La préoccupation de succession

L’étude d’IG souligne la situation problématique qui prévaut encore au chapitre des successions de pratique. Alors que 31 % des répondants annoncent leur intention de se retirer au cours des dix prochaines années, 57 % n’ont encore aucun plan de succession, tant formel qu’informel. Cette situation trouve écho dans l’ensemble de la population des conseillers : 57 % d’entre eux jugent que l’appui de la part de leur firme est tout juste passable ou simplement insuffisant.

« On consacre des dizaines de milliers d’heures à créer et développer une entreprise, mais très peu à la transférer », fait remarquer Carl Thibeault, qui se passionne pour ce sujet. Or, selon lui, avant même d’envisager un plan, il faut avoir « une vision de la relève potentielle ».

C’est un volet auquel IG dit consacrer beaucoup d’énergie, notamment en accueillant dans ses bureaux de jeunes universitaires qui viennent compléter des stages. « 40 % d’entre eux se retrouvent à terme en pratique chez IG, souligne Carl Thibeault. Si un conseiller ne sait pas à qui transférer sa pratique, on peut certainement l’aider à identifier des candidats. »

La firme met également à contribution des ressources pour aider tant les vendeurs que les acheteurs à identifier le bon candidat et à les piloter dans le parcours de transfert. Ici, nombre de questions doivent être abordées : le motif qui détermine une transaction, l’appariement de valeurs, les conditions d’âge et de santé des partis, etc.

Développement de clientèle fortunée

Les conseillers sont de plus en plus orientés vers les clients fortunés. Le sondage d’IG montre que 52 % des répondants jugent que l’acquisition de tels clients sera une tendance importante dans les cinq prochaines années. Là encore, l’appui des firmes laisse à désirer. Une majorité de répondants considère que cet appui est passable ou insuffisant dans trois secteurs névralgiques :

  • le développement de clientèle fortunée (57 %),
  • le marketing numérique (59 %),
  • et dans l’organisation d’événements clients (65 %).

« On a investi massivement dans ce domaine au cours des cinq dernières années », dit Carl Thibeault.

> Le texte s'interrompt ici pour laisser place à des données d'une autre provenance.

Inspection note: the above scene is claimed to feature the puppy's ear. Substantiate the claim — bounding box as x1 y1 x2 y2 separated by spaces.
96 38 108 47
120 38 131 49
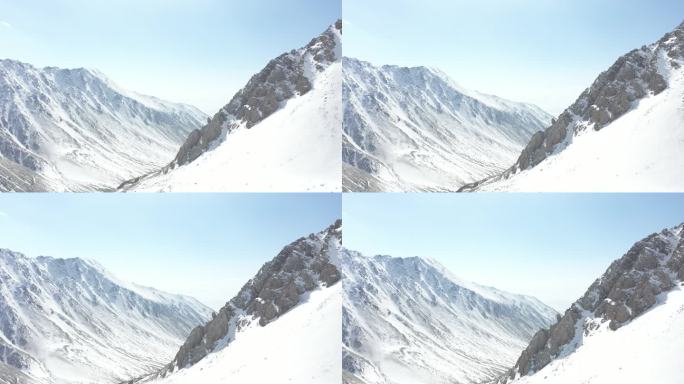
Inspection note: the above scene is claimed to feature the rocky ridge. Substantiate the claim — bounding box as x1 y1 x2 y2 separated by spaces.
130 220 342 383
342 57 551 191
0 60 205 191
459 23 684 192
0 249 211 383
499 224 684 384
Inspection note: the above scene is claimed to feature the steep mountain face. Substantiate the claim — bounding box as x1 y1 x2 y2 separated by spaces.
341 249 557 384
463 20 684 192
0 60 206 191
120 20 342 191
501 224 684 383
342 57 551 191
0 249 211 384
132 220 342 382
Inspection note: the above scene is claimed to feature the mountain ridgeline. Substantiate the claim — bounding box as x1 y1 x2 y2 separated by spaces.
0 249 211 384
500 224 684 384
460 23 684 192
341 249 557 384
130 220 342 383
0 60 206 192
119 20 342 190
342 57 551 191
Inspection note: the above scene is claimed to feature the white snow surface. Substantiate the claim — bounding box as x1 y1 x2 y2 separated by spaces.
512 283 684 384
150 283 342 384
341 249 557 384
477 35 684 192
126 62 342 192
0 249 211 384
343 57 551 191
0 60 207 191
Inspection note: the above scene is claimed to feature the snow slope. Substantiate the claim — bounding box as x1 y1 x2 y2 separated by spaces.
513 283 684 384
130 220 342 384
120 20 342 192
501 224 684 384
145 283 342 384
342 57 551 191
465 24 684 192
0 249 211 384
123 63 342 192
341 249 556 384
0 60 206 191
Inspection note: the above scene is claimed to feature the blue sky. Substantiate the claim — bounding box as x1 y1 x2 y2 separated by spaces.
342 193 684 311
0 193 341 308
343 0 684 114
0 0 341 114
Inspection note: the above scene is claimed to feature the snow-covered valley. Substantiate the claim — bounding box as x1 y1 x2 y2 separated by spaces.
120 21 342 192
0 249 211 384
342 249 557 384
0 60 206 191
342 57 551 191
464 23 684 192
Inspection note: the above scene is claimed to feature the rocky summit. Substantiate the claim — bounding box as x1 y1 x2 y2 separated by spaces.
170 20 342 167
131 220 342 383
501 224 684 383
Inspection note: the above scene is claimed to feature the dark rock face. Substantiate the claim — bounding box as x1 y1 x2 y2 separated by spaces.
150 220 342 376
501 224 684 383
169 20 342 168
459 23 684 192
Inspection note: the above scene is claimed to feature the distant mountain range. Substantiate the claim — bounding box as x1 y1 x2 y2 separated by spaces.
342 249 558 384
0 60 206 192
0 249 211 384
119 20 342 192
461 23 684 192
499 224 684 384
342 57 551 191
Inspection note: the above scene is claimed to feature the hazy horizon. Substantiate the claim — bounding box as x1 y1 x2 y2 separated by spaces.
344 0 684 115
342 193 684 312
0 193 341 309
0 0 341 115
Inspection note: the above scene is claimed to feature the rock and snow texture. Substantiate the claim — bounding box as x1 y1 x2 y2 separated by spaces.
341 249 557 384
120 21 342 192
140 284 342 384
0 60 206 191
0 249 211 384
342 57 551 191
463 20 684 192
501 224 684 384
132 220 342 384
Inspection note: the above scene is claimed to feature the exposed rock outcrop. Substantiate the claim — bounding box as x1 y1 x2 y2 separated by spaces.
459 23 684 192
130 220 342 383
170 20 342 167
500 224 684 383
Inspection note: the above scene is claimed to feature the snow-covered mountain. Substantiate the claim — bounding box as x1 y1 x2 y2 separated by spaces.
342 57 551 191
130 220 342 384
463 23 684 192
341 249 557 384
0 60 206 191
120 21 342 192
0 249 211 384
501 224 684 384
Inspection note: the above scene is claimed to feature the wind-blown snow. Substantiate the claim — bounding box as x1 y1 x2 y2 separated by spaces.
0 60 206 191
512 284 684 384
150 283 342 384
123 62 342 192
343 58 551 191
341 250 556 384
480 63 684 192
0 249 211 384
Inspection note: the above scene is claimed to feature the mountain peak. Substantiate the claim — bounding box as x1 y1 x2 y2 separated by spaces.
142 220 342 381
502 224 684 383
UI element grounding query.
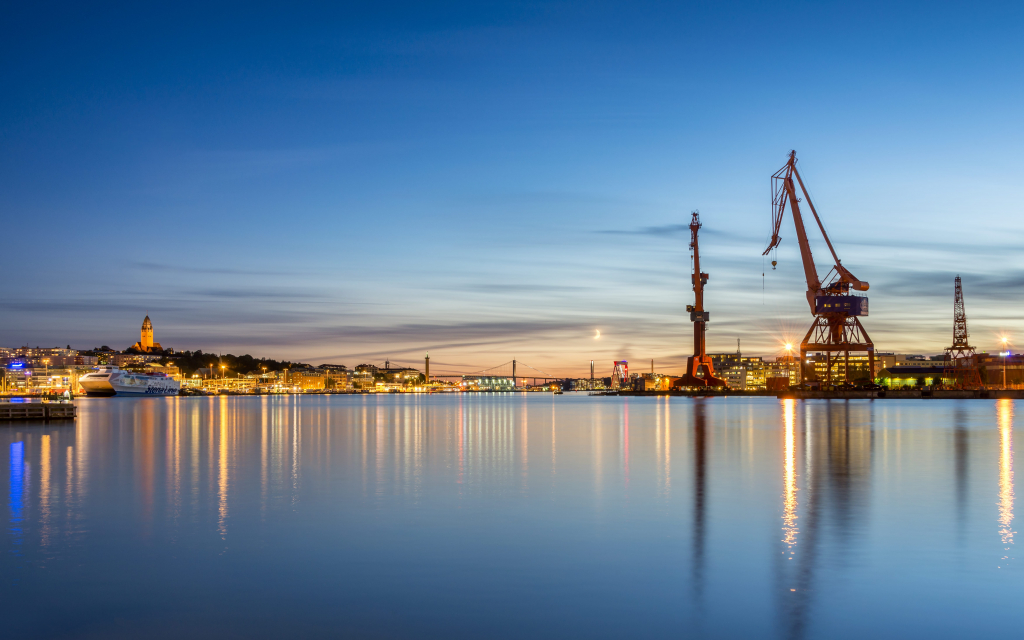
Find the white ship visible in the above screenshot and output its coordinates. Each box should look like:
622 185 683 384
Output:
78 366 181 395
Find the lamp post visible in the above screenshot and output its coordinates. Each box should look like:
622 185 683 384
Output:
999 338 1010 389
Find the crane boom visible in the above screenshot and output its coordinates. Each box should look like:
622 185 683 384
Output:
761 151 869 313
762 151 874 384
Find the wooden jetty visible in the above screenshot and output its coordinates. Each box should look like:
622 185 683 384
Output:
0 402 77 422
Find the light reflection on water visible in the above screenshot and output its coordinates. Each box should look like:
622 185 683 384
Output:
0 394 1024 638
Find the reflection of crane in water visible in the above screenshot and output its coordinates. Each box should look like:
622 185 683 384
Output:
953 407 970 539
693 398 708 606
997 398 1016 562
775 400 872 639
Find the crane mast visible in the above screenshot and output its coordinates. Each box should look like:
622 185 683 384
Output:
942 275 981 389
762 151 874 384
676 211 725 387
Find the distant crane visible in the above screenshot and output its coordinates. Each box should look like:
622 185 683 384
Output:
942 275 981 389
762 151 874 384
675 211 725 387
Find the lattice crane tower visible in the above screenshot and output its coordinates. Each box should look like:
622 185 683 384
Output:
942 275 981 389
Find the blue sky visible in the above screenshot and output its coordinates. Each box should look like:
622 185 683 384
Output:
0 2 1024 374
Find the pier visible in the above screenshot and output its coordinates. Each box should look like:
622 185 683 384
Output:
0 402 77 422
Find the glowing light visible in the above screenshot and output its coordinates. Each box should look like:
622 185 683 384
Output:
998 398 1016 560
782 398 800 553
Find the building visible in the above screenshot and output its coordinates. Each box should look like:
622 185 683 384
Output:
0 345 81 368
127 315 174 353
709 351 765 390
877 362 944 389
804 352 878 384
765 355 800 391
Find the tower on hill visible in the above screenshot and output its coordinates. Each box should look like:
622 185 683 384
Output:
130 315 163 353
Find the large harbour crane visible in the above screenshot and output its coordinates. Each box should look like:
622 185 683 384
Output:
942 275 981 389
762 151 874 384
676 211 725 387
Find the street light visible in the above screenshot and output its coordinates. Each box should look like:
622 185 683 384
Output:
999 337 1010 389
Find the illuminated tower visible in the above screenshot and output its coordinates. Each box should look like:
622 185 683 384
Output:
138 315 153 351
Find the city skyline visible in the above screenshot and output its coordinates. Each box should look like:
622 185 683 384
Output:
0 3 1024 375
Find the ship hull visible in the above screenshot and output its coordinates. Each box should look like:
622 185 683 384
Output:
79 368 181 397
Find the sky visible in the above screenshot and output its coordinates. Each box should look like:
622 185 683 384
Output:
0 1 1024 375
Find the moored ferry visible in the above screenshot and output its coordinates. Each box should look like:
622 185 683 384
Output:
78 366 181 395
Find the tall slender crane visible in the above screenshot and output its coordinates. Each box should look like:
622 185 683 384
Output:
942 275 981 389
676 211 725 387
762 151 874 384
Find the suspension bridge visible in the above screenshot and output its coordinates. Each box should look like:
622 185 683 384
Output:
430 358 565 385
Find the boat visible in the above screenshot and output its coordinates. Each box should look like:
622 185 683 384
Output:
78 366 181 396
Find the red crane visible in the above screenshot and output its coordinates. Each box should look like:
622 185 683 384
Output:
942 275 981 389
675 211 725 387
762 152 874 384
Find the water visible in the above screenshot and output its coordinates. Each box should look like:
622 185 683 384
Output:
0 394 1024 638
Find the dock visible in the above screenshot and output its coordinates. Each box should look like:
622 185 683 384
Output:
0 402 77 422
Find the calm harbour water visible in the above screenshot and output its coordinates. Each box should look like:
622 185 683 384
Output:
0 394 1024 638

L’effort a porté notamment sur la mise en place d’équipes multidisciplinaires capables de répondre aux besoins plus sophistiqués de clients fortunés au chapitre de leurs investissements, de leur fiscalité, de leur planification successorale, de leurs assurances, etc. « On donne aussi du coaching, poursuit-il, pour faire en sorte que la pratique de nos gens soit bien alignée sur les besoins de clientèles spécifiques, par exemple des médecins, des entrepreneurs, des retraités, etc. »

Enfin, l’appui d’IG peut même prendre une forme pécuniaire. « On peut donner un appui financier pour organiser des événements menant à rencontrer et recruter des clients potentiels », précise Carl Thibeault.